We headed north out of Killarney, across the Shannon River by ferry, toward Doolin, our next resting place. We toured through the Burren on the way, an amazingly diverse area; it ranges from solid limestone rock to farmland, they even have 27 varieties of native orchid growing, in many places, in the crevasses between solid rock.

Just before getting to the more desolate area of the Burren we stopped at the Dysert O’Dea Castle. Its a typical square stronghold that was built between 1470 and 1490 by Diarmuid O’Dea. Although much of the battlements and stairs were knocked down by the Cromwellians, enough of the castle remained to enable its restoration by the local development association. There are many historical sites in the immediate area including an 11th century round tower, an abbey and St. Tola’s High Cross.

One of the significant local events was the battle of Dysert O’Dea in 1318. A Norman, Richard DeClare, attempted to conquer the area. He met a body of O’Dea’s troops at a ford near the stronghold. When they retreated DeClare rushed forward and was ambushed and killed; it is said he was felled by the axe of Conor O’Dea himself. Many other influential English Knights were killed in the battle and the area remained free of English domination for another 200 years.

We drove northwest to Kilfenora and visited the 12th century Cathedral there, part of which is still used for worship services. In the roofless chancel there stands the Doorty Cross, a 12th century High Cross that is lavishly decorated and remarkably well preserved.
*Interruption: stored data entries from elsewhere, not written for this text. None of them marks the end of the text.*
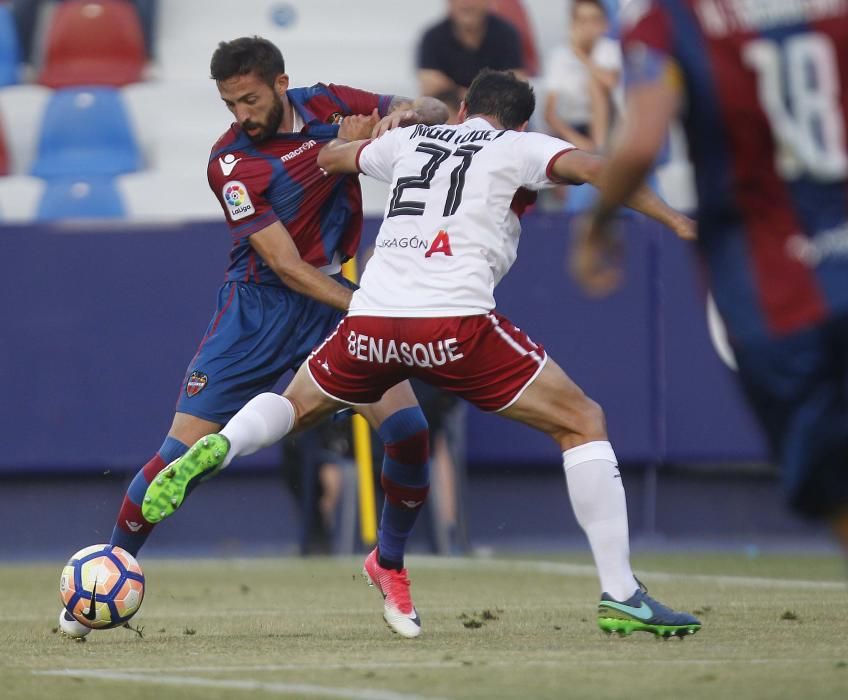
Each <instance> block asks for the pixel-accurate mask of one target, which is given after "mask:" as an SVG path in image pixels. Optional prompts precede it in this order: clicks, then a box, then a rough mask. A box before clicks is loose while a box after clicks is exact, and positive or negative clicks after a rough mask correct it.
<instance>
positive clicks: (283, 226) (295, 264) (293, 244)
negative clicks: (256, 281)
mask: <svg viewBox="0 0 848 700" xmlns="http://www.w3.org/2000/svg"><path fill="white" fill-rule="evenodd" d="M250 245H252V246H253V249H254V250H255V251H256V252H257V253H259V255H260V256H261V257H262V259H263V260H264V261H265V263H266V264H267V265H268V267H270V268H271V269H272V270H273V271H274V272H275V273H276V274H277V276H278V277H279V278H280V279H281V280H283V282H285V283H286V286H287V287H288V288H289V289H293V290H294V291H296V292H299V293H301V294H305V295H306V296H308V297H312V298H313V299H316V300H317V301H320V302H322V303H324V304H327V305H328V306H332V307H334V308H336V309H341V310H342V311H347V310H348V307H349V306H350V298H351V296H353V292H352V291H351V290H350V289H348V288H347V287H345V286H343V285H341V284H339V283H338V282H336V280H334V279H333V278H332V277H328V276H327V275H325V274H324V273H323V272H320V271H319V270H316V269H315V268H314V267H312V265H310V264H309V263H307V262H304V260H303V258H301V257H300V253H299V252H298V250H297V246H296V245H295V244H294V241H293V240H292V237H291V236H290V235H289V232H288V231H287V230H286V228H285V226H283V225H282V224H281V223H280V222H279V221H277V222H275V223H273V224H271V225H270V226H266V227H265V228H263V229H262V230H261V231H257V232H256V233H254V234H253V235H252V236H251V237H250Z"/></svg>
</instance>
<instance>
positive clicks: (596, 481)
mask: <svg viewBox="0 0 848 700" xmlns="http://www.w3.org/2000/svg"><path fill="white" fill-rule="evenodd" d="M562 463H563V467H564V468H565V481H566V483H567V484H568V495H569V498H570V499H571V507H572V508H573V509H574V515H575V517H576V518H577V522H578V523H580V527H582V528H583V532H585V533H586V537H587V538H588V539H589V547H590V548H591V549H592V556H593V557H594V558H595V566H596V567H597V569H598V576H599V577H600V579H601V589H602V591H604V592H606V593H609V594H610V595H611V596H612V597H613V598H615V599H616V600H618V601H623V600H627V599H628V598H629V597H630V596H632V595H633V593H634V592H635V591H636V589H637V588H638V587H639V584H638V583H637V582H636V579H635V578H634V577H633V571H632V570H631V568H630V541H629V534H628V530H627V500H626V499H625V497H624V486H623V485H622V483H621V475H620V474H619V472H618V466H617V465H618V460H616V458H615V453H614V452H613V451H612V445H610V444H609V442H607V441H606V440H598V441H595V442H587V443H586V444H585V445H578V446H577V447H572V448H571V449H570V450H566V451H565V452H563V453H562Z"/></svg>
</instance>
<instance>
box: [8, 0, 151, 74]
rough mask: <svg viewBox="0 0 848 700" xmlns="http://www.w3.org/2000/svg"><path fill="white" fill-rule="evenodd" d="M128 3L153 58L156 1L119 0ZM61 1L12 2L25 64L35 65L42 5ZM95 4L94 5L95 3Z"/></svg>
mask: <svg viewBox="0 0 848 700" xmlns="http://www.w3.org/2000/svg"><path fill="white" fill-rule="evenodd" d="M109 1H113V0H109ZM120 1H121V2H129V3H130V4H131V5H133V6H134V7H135V9H136V12H137V13H138V18H139V21H140V22H141V28H142V31H143V33H144V45H145V49H146V50H147V57H148V58H151V57H152V56H153V44H154V39H153V32H154V27H155V24H156V6H157V3H158V0H120ZM55 2H62V0H12V10H13V12H14V13H15V24H16V25H17V27H18V38H19V40H20V42H21V57H22V58H23V60H24V61H25V62H27V63H30V64H33V63H36V60H37V57H36V55H35V52H36V50H37V49H38V48H39V47H38V42H37V40H36V36H35V34H36V29H37V28H38V24H39V18H40V15H41V11H42V6H43V5H52V4H55ZM95 4H96V3H95Z"/></svg>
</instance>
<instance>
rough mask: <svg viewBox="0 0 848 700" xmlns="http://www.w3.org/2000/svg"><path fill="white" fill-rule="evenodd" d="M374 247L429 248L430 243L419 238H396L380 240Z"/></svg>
mask: <svg viewBox="0 0 848 700" xmlns="http://www.w3.org/2000/svg"><path fill="white" fill-rule="evenodd" d="M374 245H375V247H377V248H429V247H430V241H427V240H424V239H423V238H419V237H418V236H395V237H394V238H378V239H377V242H376V243H375V244H374Z"/></svg>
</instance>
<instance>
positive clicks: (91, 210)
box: [36, 177, 126, 221]
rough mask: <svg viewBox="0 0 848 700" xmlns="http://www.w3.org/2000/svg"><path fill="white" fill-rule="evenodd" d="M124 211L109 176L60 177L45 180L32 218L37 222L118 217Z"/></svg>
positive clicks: (122, 206)
mask: <svg viewBox="0 0 848 700" xmlns="http://www.w3.org/2000/svg"><path fill="white" fill-rule="evenodd" d="M125 213H126V210H125V209H124V203H123V201H122V199H121V195H120V194H119V193H118V190H117V187H116V186H115V182H114V181H113V180H112V179H111V178H108V177H99V178H98V177H94V178H85V179H74V178H60V179H56V180H49V181H48V182H47V187H46V188H45V189H44V194H43V195H42V196H41V202H40V203H39V205H38V213H37V214H36V218H37V219H39V220H40V221H57V220H60V219H120V218H123V217H124V215H125Z"/></svg>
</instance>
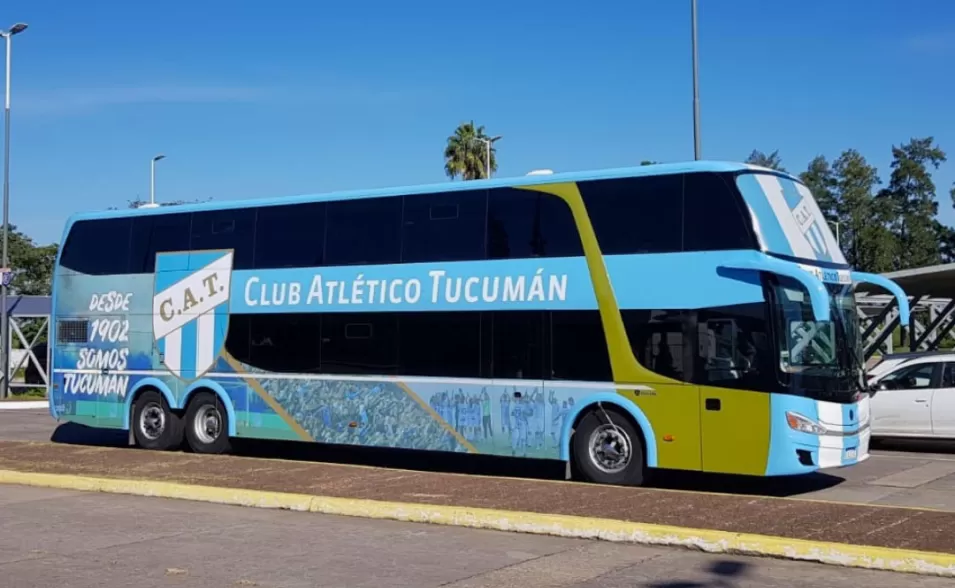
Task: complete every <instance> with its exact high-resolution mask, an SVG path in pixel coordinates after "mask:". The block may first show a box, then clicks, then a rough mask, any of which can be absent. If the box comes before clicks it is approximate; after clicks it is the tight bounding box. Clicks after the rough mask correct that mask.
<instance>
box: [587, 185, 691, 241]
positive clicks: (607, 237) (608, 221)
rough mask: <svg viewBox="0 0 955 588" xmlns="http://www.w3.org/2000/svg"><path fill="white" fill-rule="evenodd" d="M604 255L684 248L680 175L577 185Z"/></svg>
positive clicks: (682, 198) (682, 197) (682, 192)
mask: <svg viewBox="0 0 955 588" xmlns="http://www.w3.org/2000/svg"><path fill="white" fill-rule="evenodd" d="M578 186H579V187H580V192H581V195H582V196H583V199H584V204H585V206H586V207H587V214H588V215H589V216H590V222H591V224H592V225H593V227H594V232H595V233H596V235H597V242H598V243H599V244H600V250H601V252H602V253H603V254H604V255H619V254H627V253H667V252H673V251H682V249H683V176H682V175H663V176H647V177H636V178H619V179H611V180H593V181H589V182H579V183H578Z"/></svg>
We travelled north to Poulnabrone Portal Dolmen which is one of the best known dolmen in Ireland and is only one of two portal dolmen in the country. Carbon dating indicates that the site dates from 2500 BC and was used as a burial site. We spoke to a parks fellow that was on site who told us that the the capstone on the dolmen weighs five tons. Makes you wonder exactly how they got it up there over 3500 years ago. There were remains of 23-29 people in the dolmen as well as many other artifacts. Archeologists determined that most died before 30 with the oldest around 40; reminds you of how far we have come over the ages.

This area shows great examples of the karst limestone that covers much of the Burren; most of the soil overburden was removed by the glaciers of the last ice age.
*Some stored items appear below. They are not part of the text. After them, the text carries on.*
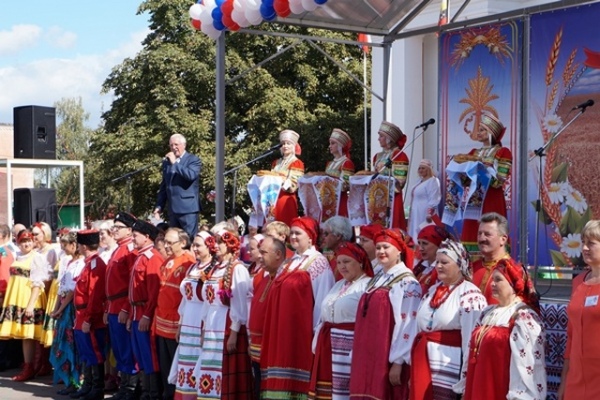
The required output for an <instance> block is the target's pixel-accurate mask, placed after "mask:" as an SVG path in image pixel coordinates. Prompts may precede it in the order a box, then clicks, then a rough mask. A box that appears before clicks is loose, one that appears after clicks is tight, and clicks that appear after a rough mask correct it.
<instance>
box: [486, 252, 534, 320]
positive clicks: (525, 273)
mask: <svg viewBox="0 0 600 400" xmlns="http://www.w3.org/2000/svg"><path fill="white" fill-rule="evenodd" d="M494 271H498V272H500V273H501V274H502V275H504V277H505V278H506V280H507V281H508V283H510V286H512V288H513V289H514V290H515V294H516V295H517V296H519V297H520V298H522V299H523V302H524V303H525V304H527V305H528V306H529V307H531V308H533V309H534V310H535V311H536V312H537V313H538V314H539V312H540V301H539V296H538V294H537V293H536V291H535V288H534V287H533V283H532V282H531V278H530V276H529V273H528V272H527V270H526V269H525V268H524V267H523V265H521V264H517V263H516V262H514V261H513V260H510V259H506V258H503V259H501V260H500V261H498V264H496V268H494Z"/></svg>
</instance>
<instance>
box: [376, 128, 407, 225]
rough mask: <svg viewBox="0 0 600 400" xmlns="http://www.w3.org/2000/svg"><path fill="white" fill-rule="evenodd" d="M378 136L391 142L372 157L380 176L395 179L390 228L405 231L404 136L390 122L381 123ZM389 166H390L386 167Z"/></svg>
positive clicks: (405, 168) (376, 168)
mask: <svg viewBox="0 0 600 400" xmlns="http://www.w3.org/2000/svg"><path fill="white" fill-rule="evenodd" d="M379 134H382V135H384V136H385V137H386V138H388V139H389V141H390V142H391V144H390V147H389V149H386V150H383V151H380V152H379V153H377V154H375V156H374V157H373V166H374V168H375V171H376V172H379V174H380V175H382V176H391V177H392V178H394V179H395V185H394V210H393V215H392V226H391V227H392V228H400V229H402V230H406V216H405V215H404V200H403V199H402V189H403V188H404V185H405V184H406V179H407V177H408V156H407V155H406V153H404V152H403V151H402V148H403V147H404V145H405V144H406V135H405V134H404V133H403V132H402V130H401V129H400V128H399V127H398V126H396V125H394V124H392V123H391V122H387V121H383V122H382V123H381V126H380V127H379ZM386 164H390V166H389V167H388V166H386Z"/></svg>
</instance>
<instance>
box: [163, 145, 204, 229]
mask: <svg viewBox="0 0 600 400" xmlns="http://www.w3.org/2000/svg"><path fill="white" fill-rule="evenodd" d="M185 146H186V141H185V137H183V135H180V134H178V133H176V134H174V135H172V136H171V138H170V139H169V147H170V149H171V151H170V152H168V153H167V155H166V156H165V159H164V161H163V164H162V169H163V180H162V183H161V184H160V189H159V190H158V198H157V199H156V207H155V208H154V216H155V218H157V219H160V213H161V211H163V210H164V208H165V204H166V203H167V202H168V203H169V209H168V210H169V225H170V226H173V227H179V228H181V229H183V230H184V231H186V232H187V233H188V235H190V237H191V238H193V237H195V236H196V232H197V231H198V213H199V212H200V195H199V191H200V186H199V182H200V169H201V168H202V162H201V161H200V159H199V158H198V157H197V156H195V155H193V154H191V153H188V152H186V151H185Z"/></svg>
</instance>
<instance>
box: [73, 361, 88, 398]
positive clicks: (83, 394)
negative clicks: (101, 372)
mask: <svg viewBox="0 0 600 400" xmlns="http://www.w3.org/2000/svg"><path fill="white" fill-rule="evenodd" d="M82 371H83V384H82V385H81V387H80V388H79V390H78V391H76V392H75V393H71V394H70V395H69V397H70V398H72V399H79V398H81V397H83V396H85V395H86V394H88V393H89V392H90V390H92V368H91V367H89V366H88V365H87V364H86V365H85V366H83V367H82Z"/></svg>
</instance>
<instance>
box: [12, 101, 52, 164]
mask: <svg viewBox="0 0 600 400" xmlns="http://www.w3.org/2000/svg"><path fill="white" fill-rule="evenodd" d="M13 123H14V144H15V145H14V157H15V158H42V159H49V160H55V159H56V110H55V108H54V107H42V106H21V107H15V108H14V109H13Z"/></svg>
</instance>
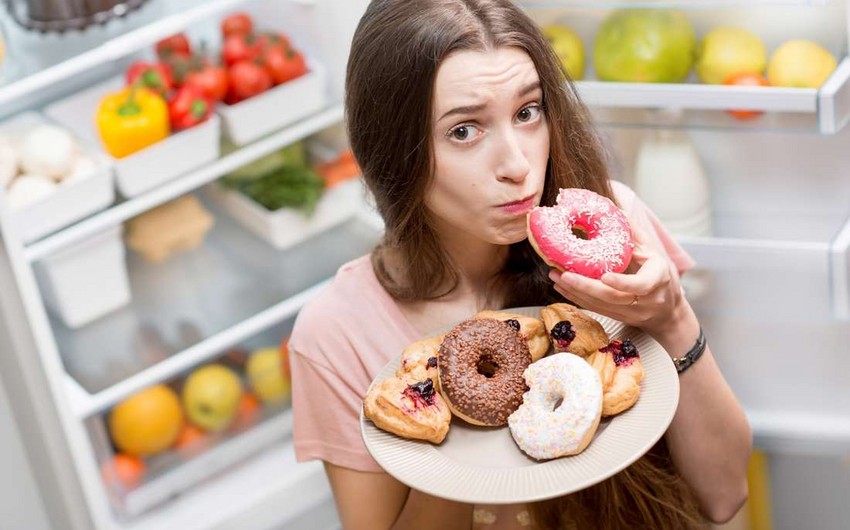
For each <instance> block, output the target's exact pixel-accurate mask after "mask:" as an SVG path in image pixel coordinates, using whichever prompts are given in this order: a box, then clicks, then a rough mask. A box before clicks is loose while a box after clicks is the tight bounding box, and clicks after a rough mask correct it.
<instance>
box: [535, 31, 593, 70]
mask: <svg viewBox="0 0 850 530" xmlns="http://www.w3.org/2000/svg"><path fill="white" fill-rule="evenodd" d="M543 34H544V35H546V39H548V40H549V43H550V44H551V45H552V49H553V50H554V51H555V54H556V55H557V56H558V58H559V59H560V60H561V66H563V68H564V70H566V72H567V74H568V75H569V76H570V79H573V80H576V81H577V80H579V79H582V78H583V77H584V43H583V42H582V40H581V37H579V36H578V35H577V34H576V32H574V31H573V30H572V29H570V28H568V27H567V26H564V25H562V24H550V25H548V26H546V27H544V28H543Z"/></svg>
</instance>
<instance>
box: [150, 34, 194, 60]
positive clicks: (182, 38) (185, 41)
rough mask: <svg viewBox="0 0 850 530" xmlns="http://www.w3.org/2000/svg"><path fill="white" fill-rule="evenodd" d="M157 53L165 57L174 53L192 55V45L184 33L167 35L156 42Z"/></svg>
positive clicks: (175, 53)
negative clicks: (167, 35) (189, 41)
mask: <svg viewBox="0 0 850 530" xmlns="http://www.w3.org/2000/svg"><path fill="white" fill-rule="evenodd" d="M155 48H156V55H157V56H158V57H159V58H160V59H164V58H166V57H169V56H173V55H191V53H192V46H191V45H190V44H189V39H188V38H187V37H186V35H185V34H184V33H178V34H177V35H172V36H170V37H166V38H164V39H162V40H161V41H159V42H157V43H156V46H155Z"/></svg>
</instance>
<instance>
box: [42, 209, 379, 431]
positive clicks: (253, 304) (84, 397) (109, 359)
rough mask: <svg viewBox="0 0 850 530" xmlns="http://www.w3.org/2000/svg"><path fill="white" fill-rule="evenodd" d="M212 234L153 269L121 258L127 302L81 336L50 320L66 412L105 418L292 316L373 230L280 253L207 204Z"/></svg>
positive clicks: (353, 228)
We moved on to Doolin where we are staying at Nellie Dee’s B&B; more on that tomorrow. We ate supper at McGann’s pub (definately try the seafood, the mussels were great) and stayed for the trad (traditional) music. You had better enjoy the company of lots of people if you decide to do this. Doolin has become the mecca of trad music in Ireland and the three pubs overflow after 8:30 pm because the music starts at 9:00 or 9:30. It was a great time with fiddle, guitar and drum playing. Mom decided she was done so we took her back to the B&B. Bonnie and I went to McDermmot’s pub and closed the place with a stag party that was going on. Stag parties are bachelor parties in Ireland, but they apparently last days and are very raucous; we got involved in a singsong (singalong) with them. The music at McDermmot’s is also great, a mix of trad and contemporary tonight. More tomorrow.

Slainte, Pat

The ferry across the Shannon.  Two ferries run, takes about 20 minutes.
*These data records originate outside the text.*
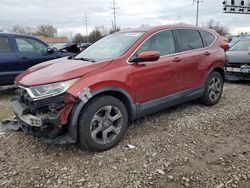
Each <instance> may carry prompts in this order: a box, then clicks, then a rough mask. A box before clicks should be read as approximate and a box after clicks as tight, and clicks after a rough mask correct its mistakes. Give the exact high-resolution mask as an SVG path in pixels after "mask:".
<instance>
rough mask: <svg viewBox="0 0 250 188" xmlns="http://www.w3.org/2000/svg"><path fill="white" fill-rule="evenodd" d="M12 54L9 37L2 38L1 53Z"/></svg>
mask: <svg viewBox="0 0 250 188" xmlns="http://www.w3.org/2000/svg"><path fill="white" fill-rule="evenodd" d="M11 52H12V51H11V46H10V41H9V39H8V37H0V53H1V54H9V53H11Z"/></svg>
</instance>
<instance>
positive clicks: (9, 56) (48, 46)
mask: <svg viewBox="0 0 250 188" xmlns="http://www.w3.org/2000/svg"><path fill="white" fill-rule="evenodd" d="M75 54H76V53H65V52H63V51H60V50H56V49H54V48H50V47H49V46H48V44H46V43H44V42H43V41H41V40H40V39H38V38H36V37H32V36H26V35H20V34H13V33H0V85H7V84H13V83H14V80H15V77H16V76H17V75H18V74H20V73H21V72H23V71H25V70H27V69H28V68H30V67H32V66H34V65H36V64H38V63H41V62H44V61H48V60H52V59H56V58H61V57H65V56H72V55H75Z"/></svg>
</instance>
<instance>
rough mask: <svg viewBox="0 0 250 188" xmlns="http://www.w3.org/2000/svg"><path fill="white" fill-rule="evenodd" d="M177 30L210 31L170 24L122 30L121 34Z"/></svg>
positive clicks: (121, 31) (189, 24) (197, 28)
mask: <svg viewBox="0 0 250 188" xmlns="http://www.w3.org/2000/svg"><path fill="white" fill-rule="evenodd" d="M178 28H184V29H203V30H210V29H208V28H204V27H198V26H193V25H190V24H183V23H181V24H170V25H161V26H152V27H141V28H135V29H127V30H123V31H121V32H148V31H152V32H153V31H160V30H164V29H178ZM210 31H211V30H210Z"/></svg>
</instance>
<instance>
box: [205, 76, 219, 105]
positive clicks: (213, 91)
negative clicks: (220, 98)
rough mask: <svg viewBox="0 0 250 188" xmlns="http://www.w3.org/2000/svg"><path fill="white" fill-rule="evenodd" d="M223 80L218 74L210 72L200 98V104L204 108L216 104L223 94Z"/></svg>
mask: <svg viewBox="0 0 250 188" xmlns="http://www.w3.org/2000/svg"><path fill="white" fill-rule="evenodd" d="M223 85H224V80H223V78H222V76H221V74H220V73H219V72H216V71H214V72H212V73H211V74H210V75H209V77H208V79H207V82H206V84H205V92H204V95H203V97H202V98H201V103H202V104H204V105H206V106H213V105H215V104H217V103H218V102H219V100H220V98H221V95H222V92H223Z"/></svg>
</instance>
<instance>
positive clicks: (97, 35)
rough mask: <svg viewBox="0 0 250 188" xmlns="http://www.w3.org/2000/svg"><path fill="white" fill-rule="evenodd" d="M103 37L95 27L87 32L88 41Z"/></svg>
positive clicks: (98, 30)
mask: <svg viewBox="0 0 250 188" xmlns="http://www.w3.org/2000/svg"><path fill="white" fill-rule="evenodd" d="M102 37H103V35H102V32H101V30H100V28H98V27H95V29H94V30H93V31H91V32H90V34H89V42H91V43H94V42H96V41H98V40H99V39H101V38H102Z"/></svg>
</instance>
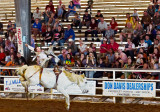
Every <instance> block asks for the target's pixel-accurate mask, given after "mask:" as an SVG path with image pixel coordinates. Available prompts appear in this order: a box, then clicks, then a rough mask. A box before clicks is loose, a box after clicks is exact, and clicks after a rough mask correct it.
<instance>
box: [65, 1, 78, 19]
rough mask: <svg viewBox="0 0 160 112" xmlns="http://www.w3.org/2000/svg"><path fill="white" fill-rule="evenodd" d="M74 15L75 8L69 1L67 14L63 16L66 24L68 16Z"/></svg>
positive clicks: (71, 3) (66, 13)
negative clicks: (67, 11) (65, 19)
mask: <svg viewBox="0 0 160 112" xmlns="http://www.w3.org/2000/svg"><path fill="white" fill-rule="evenodd" d="M75 13H76V6H75V5H74V3H73V1H70V2H69V6H68V12H67V13H66V14H65V16H66V20H67V22H68V18H69V16H72V15H74V14H75Z"/></svg>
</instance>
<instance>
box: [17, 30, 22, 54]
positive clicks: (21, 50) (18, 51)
mask: <svg viewBox="0 0 160 112" xmlns="http://www.w3.org/2000/svg"><path fill="white" fill-rule="evenodd" d="M17 43H18V52H20V53H21V55H22V56H24V51H23V41H22V28H21V27H17Z"/></svg>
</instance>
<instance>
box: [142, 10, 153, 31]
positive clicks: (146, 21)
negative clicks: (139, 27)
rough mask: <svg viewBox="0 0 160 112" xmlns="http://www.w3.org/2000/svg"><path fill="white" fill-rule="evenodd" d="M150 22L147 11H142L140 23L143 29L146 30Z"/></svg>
mask: <svg viewBox="0 0 160 112" xmlns="http://www.w3.org/2000/svg"><path fill="white" fill-rule="evenodd" d="M150 23H151V16H150V15H149V14H148V13H147V11H144V13H143V16H142V20H141V24H142V26H143V28H144V30H147V26H149V24H150Z"/></svg>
The ferry across the Shannon. Two ferries run, takes about 20 minutes.

One of the narrow roads.  It has small pullouts so you can let another by.

One of the narrow roads. It has small pullouts so you can let another by.

O'Dea Castle

O'Dea Castle

The great room in O'Dea Castle

The great room in O'Dea Castle

Cathedral at Kilfenora.  You can see the gable end of the part still in use.

Cathedral at Kilfenora. You can see the gable end of the part still in use.

The Doorty Cross.  They erected a clear cover to protect the crosses.

The Doorty Cross. They erected a clear cover to protect the crosses.

The Poulnabrone Portal Dolmen.  The capstone weighs 5 ton.

The Poulnabrone Portal Dolmen. The capstone weighs 5 ton.

Karst limestone of the Burren.  It could be called the Barren in these areas.

Karst limestone of the Burren. It could be called the Barren in these areas.

Near another wedge tomb.  Stone commemorates Paddy Nolan who discovered a collar of gold while digging in his garden.  It now resides in the National Museum.

Near another wedge tomb. Stone commemorates Paddy Nolan who discovered a collar of gold while digging in his garden. It now resides in the National Museum.